Wednesday, October 24, 2012

Day 298: Are You Afriad to Be Happy?

And I'm not afraid of Ladybugs either

Afraid to Be Happy

Okay, I’m just going to get all up in your business and ask you if you are you afraid to be happy? Don’t answer too quickly, because you might not know the answer yet.
I didn’t until I was in my 30s (I love saying that, I feel like I finally have the mileage I need to be a classic; the kind that makes everyone stop and look as it drives by.)
Anyway, I was going through life afraid to express too much joy. I’d find myself in one of those moments where everything was going right and then I’d think, “Uh oh, something bad is going to happen, because everything is going too well.
I searched my soul for the source of that fear and recalled the day my grandmother died.
Caroline Freeman was a force to be reckoned with.
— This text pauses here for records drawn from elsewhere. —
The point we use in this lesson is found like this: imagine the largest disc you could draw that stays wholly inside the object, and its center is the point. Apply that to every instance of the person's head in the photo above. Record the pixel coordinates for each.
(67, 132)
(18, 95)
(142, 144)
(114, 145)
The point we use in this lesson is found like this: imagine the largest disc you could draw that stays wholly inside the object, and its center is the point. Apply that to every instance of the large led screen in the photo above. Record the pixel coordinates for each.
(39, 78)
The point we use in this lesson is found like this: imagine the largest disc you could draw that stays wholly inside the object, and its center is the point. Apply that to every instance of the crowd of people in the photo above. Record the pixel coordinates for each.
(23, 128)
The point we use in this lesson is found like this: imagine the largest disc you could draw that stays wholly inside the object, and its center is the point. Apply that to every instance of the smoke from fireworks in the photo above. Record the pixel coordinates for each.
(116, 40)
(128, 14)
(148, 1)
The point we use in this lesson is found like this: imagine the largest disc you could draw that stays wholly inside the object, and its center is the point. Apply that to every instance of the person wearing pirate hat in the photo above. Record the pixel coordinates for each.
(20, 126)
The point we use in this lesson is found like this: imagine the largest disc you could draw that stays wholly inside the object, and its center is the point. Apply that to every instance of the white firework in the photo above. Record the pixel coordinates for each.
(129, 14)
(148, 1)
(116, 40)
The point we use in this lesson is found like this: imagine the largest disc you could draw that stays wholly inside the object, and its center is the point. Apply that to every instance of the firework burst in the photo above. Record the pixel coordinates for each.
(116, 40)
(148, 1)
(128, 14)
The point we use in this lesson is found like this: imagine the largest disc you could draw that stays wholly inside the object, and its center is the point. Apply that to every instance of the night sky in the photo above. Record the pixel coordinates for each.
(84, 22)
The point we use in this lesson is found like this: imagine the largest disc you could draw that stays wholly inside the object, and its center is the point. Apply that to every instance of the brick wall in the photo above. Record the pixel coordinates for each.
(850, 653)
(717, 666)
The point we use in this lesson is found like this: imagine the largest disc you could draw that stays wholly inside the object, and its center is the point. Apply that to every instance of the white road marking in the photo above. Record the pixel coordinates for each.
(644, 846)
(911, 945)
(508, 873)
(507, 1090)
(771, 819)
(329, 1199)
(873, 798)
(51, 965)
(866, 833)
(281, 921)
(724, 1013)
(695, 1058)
At that time, no one knew her real age. The old court house in the town where she was from had burned down and so when she went for new documents, she lied about her age. Everyone thought that she was 70 but, in fact she was 90.
She had flawless skin and long straight hair and as it was said back then, she could have passed for a white woman, but didn’t. My grandmother was blind, but she was a colorist. She had three girls and according to her, my mother’s children were  “them black kids.”
Caroline fawned over my cousins but treated my siblings and me like we were no good. We still laugh about this woman who could not see, but did not like the darkness of our skin.
Like everyone you don’t care for, Caroline had great strengths as well. The neighbors respected her and deferred to her wisdom and influence. She always stood up for women who were abused and once even shot a man who had beaten his wife. (Yes, and she was blind.)
On the day my grandmother died, my family and I had been having the best day of our lives. We were at a park that had a lake for swimming; okay it was a pond, and enjoying that amazing day.
I told myself that this was the day that all days would be measured by. But then when we got back home, we learned that my grandmother had had a stroke and died.
It was the first time in my life that I had ever seen my mother cry. I was 12 and from that day on, life for my family was not the same. It was as if my grandmother had been our invisible glue.
When I first recalled this day and saw it as the source of my fear of happiness, I knew that I needed to do something, or be haunted forever.
Back then, I decided to just throw the fear away, but that was when I was in my 30’s now that I’m in my 50s I can face those fears and my grandmother.
I now look to that day and her life with love and forgiveness. I can feel her hand touching my head and I can see the look of disgust on her face. “This is one of Bea’s nappy headed black kids,” she would say.
I don’t know her whole story. I don’t know what she had to endure that made her mad at me. But I know that this is not my baggage to carry.
I know that I love this woman fiercely because I need to. I forgive and let go of the pain she inflicted on my mother and then the pain that was inflicted on me by both of them.
Only when we love, and forgive can we truly be free to be happy.

Go back and look at the source of your fear; forgive it and fly free.
Be you, be forgiven, be happy.
Bertice Berry, PhD.

 

 

1 comment:

  1. I chose to forgive and leave in my past family who mistreated me. The universe does not demand that we allow abusers into our present.